Mary Balupa is an ambitious advocate for the elimination of violence against women, girls and children. She has contributed enormously not only to the training of nurses on counselling skills but also to the establishment of Family Support Centres in Southern Highlands Province since last year.

Mary holds a Bachelor of Nursing and has worked in the Mental Health Department at Mendi General Hospital for more than 20 years – eight of which she has dedicated to the Family Support Centre.

Recognising the importance of mental health, Mary applied for an Australia Awards PNG scholarship through Short Course Awards. She recently obtained a Graduate Certificate in Counselling enabling her to continue to provide quality counselling and engagement with clients.

She faces every day the challenges of complex cases of violence against women, girls and children. She described her experience: “I saw the tears in the eyes of children who were neglected because of violent relationships. I understand them well because I am a survivor too, with my children.”

Mary’s extensive experience pushed her to acquire advanced counselling skills to deal with survivors of violence, as she believes that awareness and counselling are the core to eliminating violence and preventing survivors from developing a mental illness. Through the Australia Awards scholarship, Mary has fulfilled her ambition.

The counselling skills acquired from this course have improved her communication skills and the way she approaches people. “I am using these skills to help provide [better] quality psychological care to my patients than before. I have learned a lot, but what I am using daily with my patients is the micro counselling skills.”

Not only did Mary learn about the counselling skills, but she also changed her approach from the treatment of mental illness to the prevention of the disease.

With this new approach, Mary has taught 28 other nurses in Mendi about counselling skills and contributed to establishing 16 Family Support Centres in the Southern Highlands Province.

For Mary, educating nurses with counselling skills would enable them to reach more people in places that she can’t go.

 “I empathise with mothers and children in the rural communities, especially those who cannot come to a bigger hospital to access services – they are silently suffering in the rural communities.

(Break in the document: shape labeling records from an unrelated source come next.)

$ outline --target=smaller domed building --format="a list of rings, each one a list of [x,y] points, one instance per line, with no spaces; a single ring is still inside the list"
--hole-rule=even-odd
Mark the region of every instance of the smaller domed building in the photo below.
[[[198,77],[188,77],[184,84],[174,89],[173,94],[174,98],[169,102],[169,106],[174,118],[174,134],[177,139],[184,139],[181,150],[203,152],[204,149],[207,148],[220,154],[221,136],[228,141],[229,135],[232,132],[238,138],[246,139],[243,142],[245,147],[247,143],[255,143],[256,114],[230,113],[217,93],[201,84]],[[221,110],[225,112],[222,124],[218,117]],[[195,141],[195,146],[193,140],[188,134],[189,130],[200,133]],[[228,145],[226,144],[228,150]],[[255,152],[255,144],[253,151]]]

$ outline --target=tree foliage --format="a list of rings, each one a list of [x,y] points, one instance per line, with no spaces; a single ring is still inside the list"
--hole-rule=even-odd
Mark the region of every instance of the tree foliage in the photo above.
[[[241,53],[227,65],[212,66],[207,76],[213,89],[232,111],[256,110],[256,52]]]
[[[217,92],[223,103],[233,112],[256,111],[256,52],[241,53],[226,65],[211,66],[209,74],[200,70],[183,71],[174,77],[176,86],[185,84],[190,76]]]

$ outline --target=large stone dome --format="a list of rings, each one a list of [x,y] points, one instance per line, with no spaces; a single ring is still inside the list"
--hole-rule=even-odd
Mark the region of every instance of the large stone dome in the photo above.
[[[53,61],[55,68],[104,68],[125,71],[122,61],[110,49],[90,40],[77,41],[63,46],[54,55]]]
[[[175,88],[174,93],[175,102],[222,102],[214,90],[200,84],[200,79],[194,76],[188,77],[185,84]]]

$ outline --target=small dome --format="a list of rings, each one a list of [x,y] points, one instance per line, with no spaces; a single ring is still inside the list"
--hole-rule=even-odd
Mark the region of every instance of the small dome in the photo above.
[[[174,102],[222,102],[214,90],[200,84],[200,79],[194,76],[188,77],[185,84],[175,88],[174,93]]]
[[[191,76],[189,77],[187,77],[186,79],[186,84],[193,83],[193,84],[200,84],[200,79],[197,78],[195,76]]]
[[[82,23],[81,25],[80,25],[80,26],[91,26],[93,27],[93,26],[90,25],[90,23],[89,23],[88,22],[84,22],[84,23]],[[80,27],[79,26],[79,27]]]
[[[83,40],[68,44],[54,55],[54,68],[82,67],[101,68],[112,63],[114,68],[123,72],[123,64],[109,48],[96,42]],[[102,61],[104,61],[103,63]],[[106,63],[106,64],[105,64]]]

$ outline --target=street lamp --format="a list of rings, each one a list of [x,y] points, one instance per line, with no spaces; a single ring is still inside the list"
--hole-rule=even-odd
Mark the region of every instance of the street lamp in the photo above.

Some may have died without being helped. I would like to reach out to them in my career pathway.”

Her tireless effort in advocating for quality services has led to counselling support. Today, she collaborates with the Mental Health Department at Mendi General Hospital to raise awareness on social issues, including mental illnesses arising from violence.

“I’ve seen that working with key professionals in the mental health space has helped shift mindsets to look beyond illness and take on board prevention,” says Mary.

“We want to set a way forward for the future so that new graduates in the field of counselling and mental health can follow,” says Mary.